Counsel for the respondent responded to these submissions by letter dated October 15, 1987. He disavows the argument attributed to the respondent in the third numbered paragraph of the above-quoted letter and argues that the evidence sought to be adduced is "irrelevant to the question of whether Area Superintendents exercise managerial functions pursuant [sic] to section 1(3)(b) of the Act." He asks that the applicant's request be denied without a hearing.
The premise of the applicant's request appears to be that all evidence arguably relevant
to the questions which the Board is to address under clause 1(3)(b) must necessarily be within the scope of the inquiry which the officer has been directed to conduct. That is not necessarily so. The officer's inquiry is concerned with the duties and responsibilities actually exercised by the particular persons named. The officer is to collect evidence with respect to what those duties and responsibilities were at the relevant time. The duties and responsibilities of their subordinates and superiors may come into the picture in order to understand what the duties and responsibilities of the disputed individuals actually were. It is not suggested that the Interpreters are either subordinate or superior to the disputed individuals. It is apparent that the evidence which applicant's counsel seeks to introduce is evidence about what the Interpreters' duties and responsibilities actually were at the relevant time, not additional evidence about what the Area Superintendents' duties and responsibilities actually were at that time. Thus, this evidence is not contextual in the same way that evidence of subordinates and superiors might be.

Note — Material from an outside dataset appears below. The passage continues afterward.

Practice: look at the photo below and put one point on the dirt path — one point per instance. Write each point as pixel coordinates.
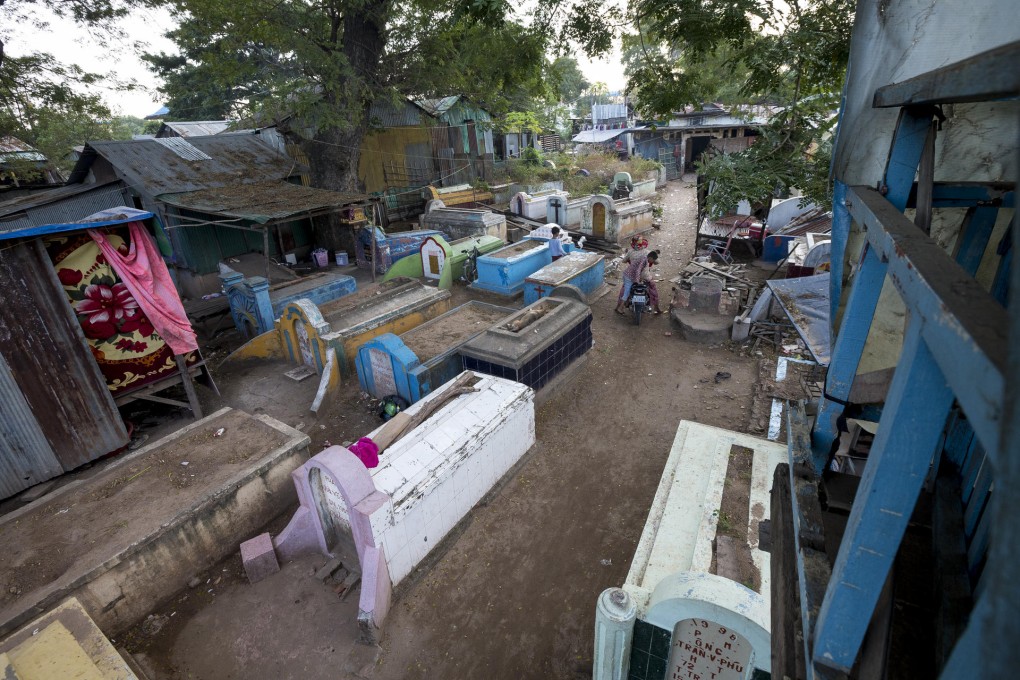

Counsel for the respondent challenges the proposition that evidence about the duties and responsibilities associated with other arguably borderline positions can have any relevance in a determination under clause 1(3)(b). We think that is open to argument, and we do not propose to settle that argument without giving counsel an oral hearing. What is not open to argument, however, is whether such evidence was within the scope of the inquiry which the officer was directed to undertake. What counsel for the applicant is really asking, therefore, is that the scope of the officer's inquiry be enlarged so as to include the duties and responsibilities of some or all of the Interpreters.
Having regard to the stage of the proceedings at which this request was made, we are of the view that it should not be the subject of a hearing until the officer's report on the 3 individuals examined to date has been completed and circulated.